Ripley c'est l'histoire d'un petit arnaqueur new-yorkais qui va être engagé par une famille bourgeoise, les Greenleaf, pour retrouver et ramener leur fils, Dickie, installé en Italie sans leur consentement, avec une femme, Marge, dont la famille l'accuse de tous les maux. Payé rondement, nourri, logé, blanchi, Tom Ripley ne tarde pas à céder aux sirènes de la liberté, d'autant plus qu'à New York, il habite un logement miteux, qu'il est a deux doigts de se faire attraper par la police. Il est, de plus, toujours entretenu malgré lui, par sa tante, substitue de sa mère, qu'il déteste cordialement, malgré tout l'amour qu'elle lui donne. Il part donc vivre une aventure en Italie, changeant sa vie à jamais. Ripley est une inième adaptation du personnage "Monsieur Ripley" créé par l'auteure Patricia Highsmith en 1955. Femme de caractère, fan de dérision et d'humour noir, qu'on retrouve dans ses récits. Elle était bisexuelle, un problème quand on vit dans les années 50 et dont on retrouve la thématique dans Mr Ripley.
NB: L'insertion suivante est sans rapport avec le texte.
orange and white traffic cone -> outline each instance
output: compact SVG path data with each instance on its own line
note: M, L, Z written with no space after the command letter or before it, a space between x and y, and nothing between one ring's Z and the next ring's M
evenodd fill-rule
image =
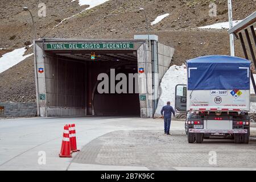
M72 124L71 125L71 127L72 128L73 130L73 145L74 145L74 150L73 151L73 152L78 152L80 151L80 150L77 150L77 146L76 146L76 125L75 124Z
M70 148L72 152L76 152L75 149L75 140L73 134L73 127L71 126L71 125L68 125L68 130L69 131L69 141L70 141Z
M68 130L68 125L64 126L64 129L61 148L60 149L60 154L59 154L59 156L60 158L72 158L70 148L69 131Z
Je ne ferai pas de comparaison entre les œuvres de Mme Highsmith, ni avec toutes les autres adaptations, la vidéo et l'écriture étant pour moi deux outils créatifs différents. D'autant plus que d'autres s'amuseront à certainement écrire là-dessus (n'hésitez pas cependant, à lire les romans et à visionner les films précédents, qui ont chacun leurs charmes). L'auteur et réalisateur de cette nouvelle adaptation est Steven Zaillian, scénariste amoureux de l'Histoire ("La Liste de Schindler", "The Irishman") et de thriller ("The girl with the dragon tatto"). Il excelle ici à montrer toute sa connaissance en art, mise admirablement bien en image par le prolifique chef op Robert Elswit (des dizaines de récompenses dont celui de la meilleure image pour "There will be blood" rien que çà).


La série a été pensée en noir et blanc. Choix courageux de nos jours, notamment de la part de Showtime et Netflix, puisque la couleur règne en maitre ces temps ci. Un choix tout à fait logique par rapport à toute la réflexion créatrice autour de cette histoire : Nous sommes fin des années 50, début des années 60 d'abord, la couleur à l'écran n'existait pas. C'est également un hommage au cinéma italien de Fellini et Visconti, avec un décrochage sur le cinéma expressionniste au moment des délires de Tom Ripley, reflétant ainsi sa folie intérieure.

(Metropolis de F. Lang)

L'éclairage en noir et blanc colle bien plus au thriller, notamment avec des effets en parallèle avec l'histoire, très importante ici, de Le Caravage. Tom Ripley tombant littéralement en admiration devant les tableaux du Maître. Si vous ne connaissez pas Le Caravage, cela risque de vous posez quelques problèmes de compréhension pour entrer dans la dimension psycho-historique du personnage de Mr Ripley. (Google peut être votre ami sur ce coup là). Le Caravage était un peintre italien du XVI ième siècle, à la vie sulfureuse, dont on commence seulement à redécouvrir la véritable histoire pour des raisons obscures d'impopularité (et peut-être un poil de jalousie). Ce jeune peintre plein de fougue, révolutionna son art, par sa technique et ses œuvres hors normes. C'est un de ces rares peintres, devenus célèbres (comme Picasso, je vous dirai pourquoi j'y fais référence plus loin), durant sa vie. Pour faire très simple, Les peintures de Le Caravage sont composées par des clairs obscurs particulièrement radicaux, dans des scènes parfois violentes, des regards de personnages directs posés sur l'observateur, des visages grossiers, plein de vie et d'émotions fortes. C'était aussi un petit malin, qui arrivait à coller des idées modernes dans ses tableaux, comme l'homosexualité, malgré la pesanteur religieuse qui régnait en ce temps là. Effectivement, un jeune homme au regard lascif, cheveux au vent, portant une grosse corbeille de fruits, ce n'est pas complètement anodin et pas pour l'amour des pommes.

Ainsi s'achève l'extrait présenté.